第二十九話 百合配信と金策方針
スイレンが私の想像以上に有名人だったという衝撃の事実を経た後、無事ティアラちゃんとのフレンド登録も三人でのパーティ申請も終わり……そして……。
「ああ~何この子! ちょっと幸薄い感じがまた可愛い……!」
「はわわわわ……!?」
思いっきり、ティアラちゃんがスイレンの獲物と化していた。
人目も憚らず(と言っても移動したからそこまでじゃないけど)頬擦りするスイレンのテンションに、ティアラちゃんは困惑しきりだ。
「ほらスイレン、ティアラちゃん困ってるでしょ、私じゃないんだから少しは遠慮して」
「おっとそうだった、可愛い子を見るとつい癖で。ごめんねティアラ」
「い、いえ、私は全然……!」
パッと体を離したスイレンに、ティアラちゃんが慌ててフォローを入れる。
そんな中で、視聴者のみんなは違うポイントに注目していた。
『いや待って、今さらっと私じゃないんだからって言った??』
『普段二人でこんなことしてんの?? 何それ尊い……尊い?』
『スイレン見事なロリコンムーヴかましてたからどっちかというと通報案件では』
『だがそれがいい』
「……そうなの?」
なぜかコメントを見たティアラちゃんまでもが詰め寄ってくる展開に、私はどう答えたものかと少し迷う。
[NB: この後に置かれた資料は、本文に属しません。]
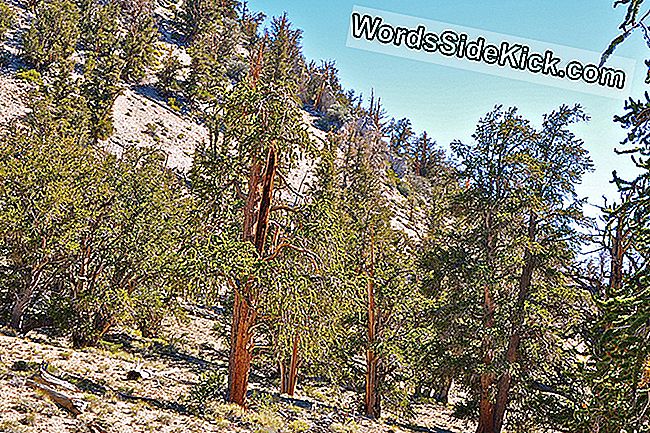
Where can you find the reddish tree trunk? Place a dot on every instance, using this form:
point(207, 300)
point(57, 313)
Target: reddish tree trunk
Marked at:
point(492, 414)
point(372, 397)
point(256, 218)
point(289, 370)
point(486, 405)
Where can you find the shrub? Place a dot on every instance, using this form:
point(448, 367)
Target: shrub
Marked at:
point(7, 17)
point(91, 239)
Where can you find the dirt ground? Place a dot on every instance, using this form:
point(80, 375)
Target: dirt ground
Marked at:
point(161, 402)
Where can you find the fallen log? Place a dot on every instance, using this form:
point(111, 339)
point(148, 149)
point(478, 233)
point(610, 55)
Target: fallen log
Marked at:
point(49, 379)
point(73, 405)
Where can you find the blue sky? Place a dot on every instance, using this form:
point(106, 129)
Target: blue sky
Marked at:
point(447, 102)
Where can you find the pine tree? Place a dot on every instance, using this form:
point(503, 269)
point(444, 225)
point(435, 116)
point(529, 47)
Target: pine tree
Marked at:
point(53, 35)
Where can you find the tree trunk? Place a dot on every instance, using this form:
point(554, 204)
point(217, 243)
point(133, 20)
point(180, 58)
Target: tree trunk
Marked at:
point(289, 370)
point(372, 398)
point(525, 280)
point(256, 218)
point(25, 297)
point(486, 405)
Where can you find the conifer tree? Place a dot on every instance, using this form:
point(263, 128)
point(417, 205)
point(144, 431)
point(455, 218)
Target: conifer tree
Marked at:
point(53, 35)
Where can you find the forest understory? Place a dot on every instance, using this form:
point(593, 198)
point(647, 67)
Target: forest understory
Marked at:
point(166, 394)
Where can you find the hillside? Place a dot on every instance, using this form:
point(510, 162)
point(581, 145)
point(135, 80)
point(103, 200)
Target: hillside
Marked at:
point(162, 402)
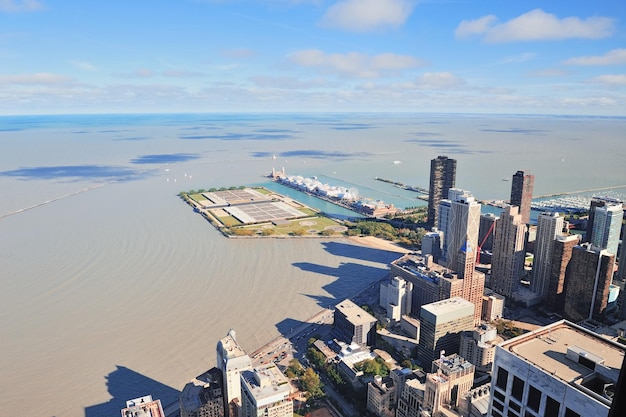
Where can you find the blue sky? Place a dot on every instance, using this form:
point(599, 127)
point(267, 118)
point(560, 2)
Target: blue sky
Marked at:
point(494, 56)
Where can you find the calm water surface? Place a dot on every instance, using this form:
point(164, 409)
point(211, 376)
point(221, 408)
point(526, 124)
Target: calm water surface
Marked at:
point(112, 287)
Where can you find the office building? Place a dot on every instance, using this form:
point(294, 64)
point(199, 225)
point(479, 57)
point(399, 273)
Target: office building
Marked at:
point(595, 203)
point(232, 360)
point(507, 263)
point(522, 193)
point(451, 376)
point(143, 407)
point(441, 325)
point(395, 298)
point(560, 370)
point(478, 346)
point(432, 244)
point(493, 305)
point(486, 231)
point(381, 396)
point(561, 255)
point(442, 178)
point(203, 396)
point(352, 324)
point(266, 392)
point(607, 225)
point(549, 226)
point(621, 270)
point(588, 279)
point(462, 242)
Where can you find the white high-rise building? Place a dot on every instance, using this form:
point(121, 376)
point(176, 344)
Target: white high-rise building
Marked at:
point(507, 263)
point(560, 370)
point(395, 298)
point(232, 360)
point(549, 226)
point(265, 393)
point(462, 243)
point(607, 224)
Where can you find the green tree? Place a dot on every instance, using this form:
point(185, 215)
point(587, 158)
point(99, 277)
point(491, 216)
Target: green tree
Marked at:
point(311, 383)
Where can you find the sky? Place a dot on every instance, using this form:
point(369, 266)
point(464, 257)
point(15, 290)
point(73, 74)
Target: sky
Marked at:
point(444, 56)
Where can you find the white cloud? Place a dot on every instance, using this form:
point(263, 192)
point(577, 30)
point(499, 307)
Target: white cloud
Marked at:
point(367, 15)
point(290, 83)
point(41, 78)
point(438, 81)
point(516, 59)
point(85, 66)
point(181, 74)
point(548, 72)
point(140, 73)
point(354, 63)
point(479, 26)
point(610, 79)
point(537, 25)
point(613, 57)
point(20, 6)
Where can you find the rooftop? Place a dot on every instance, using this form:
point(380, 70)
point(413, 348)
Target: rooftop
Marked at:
point(569, 353)
point(355, 314)
point(447, 306)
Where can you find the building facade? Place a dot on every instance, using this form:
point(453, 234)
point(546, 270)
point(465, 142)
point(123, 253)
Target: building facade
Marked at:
point(352, 324)
point(507, 263)
point(203, 396)
point(441, 325)
point(442, 178)
point(607, 225)
point(549, 226)
point(560, 370)
point(522, 193)
point(462, 244)
point(588, 280)
point(479, 346)
point(561, 255)
point(266, 393)
point(232, 360)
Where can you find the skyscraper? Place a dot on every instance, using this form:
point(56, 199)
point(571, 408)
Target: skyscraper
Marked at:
point(549, 226)
point(507, 264)
point(442, 178)
point(462, 241)
point(441, 325)
point(561, 255)
point(522, 193)
point(560, 370)
point(607, 225)
point(587, 281)
point(232, 360)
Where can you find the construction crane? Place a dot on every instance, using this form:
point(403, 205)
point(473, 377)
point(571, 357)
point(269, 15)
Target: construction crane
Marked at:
point(483, 242)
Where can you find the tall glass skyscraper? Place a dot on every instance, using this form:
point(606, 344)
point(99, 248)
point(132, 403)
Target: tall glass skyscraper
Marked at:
point(442, 178)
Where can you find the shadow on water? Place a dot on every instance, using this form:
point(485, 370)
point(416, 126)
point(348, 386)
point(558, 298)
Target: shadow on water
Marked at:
point(361, 252)
point(125, 384)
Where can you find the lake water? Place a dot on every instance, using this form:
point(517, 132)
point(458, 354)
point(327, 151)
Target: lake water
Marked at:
point(112, 288)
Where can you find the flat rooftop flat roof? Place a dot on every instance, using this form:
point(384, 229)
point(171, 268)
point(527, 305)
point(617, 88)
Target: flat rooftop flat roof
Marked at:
point(547, 348)
point(355, 314)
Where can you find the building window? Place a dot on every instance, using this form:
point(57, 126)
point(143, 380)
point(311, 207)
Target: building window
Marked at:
point(499, 406)
point(514, 406)
point(498, 395)
point(552, 407)
point(503, 375)
point(518, 388)
point(534, 398)
point(570, 413)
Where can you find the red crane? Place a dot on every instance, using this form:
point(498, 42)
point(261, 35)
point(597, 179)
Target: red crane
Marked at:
point(483, 242)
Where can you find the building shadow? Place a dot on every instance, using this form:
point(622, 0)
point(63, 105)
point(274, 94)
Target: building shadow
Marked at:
point(361, 252)
point(125, 384)
point(352, 278)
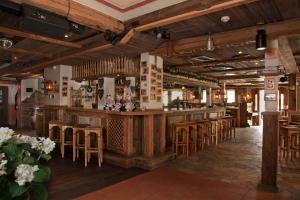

とはいえ、誤魔化してどうなるものでもなし、結局は正直に伝えることに。
「うん、スイレンは学校でいつもベタベタしてくるんだよ。意外だった?」
『スイレンがこんなキャラだったのは意外』
『普段の配信は結構なガチプレイヤーだからなぁ』
『いやそんなことよりスイレンとクレハちゃんが同じ学校という情報が何より意外というか驚愕なんだが??』
『小中高一貫校なんじゃね』
『納得した』
「納得するなー! 私は高校生だって言ってんでしょー!」
前にもちゃんと言ったのに、まだ信じてくれてないの!? 全く、いくら小さいからって失礼な!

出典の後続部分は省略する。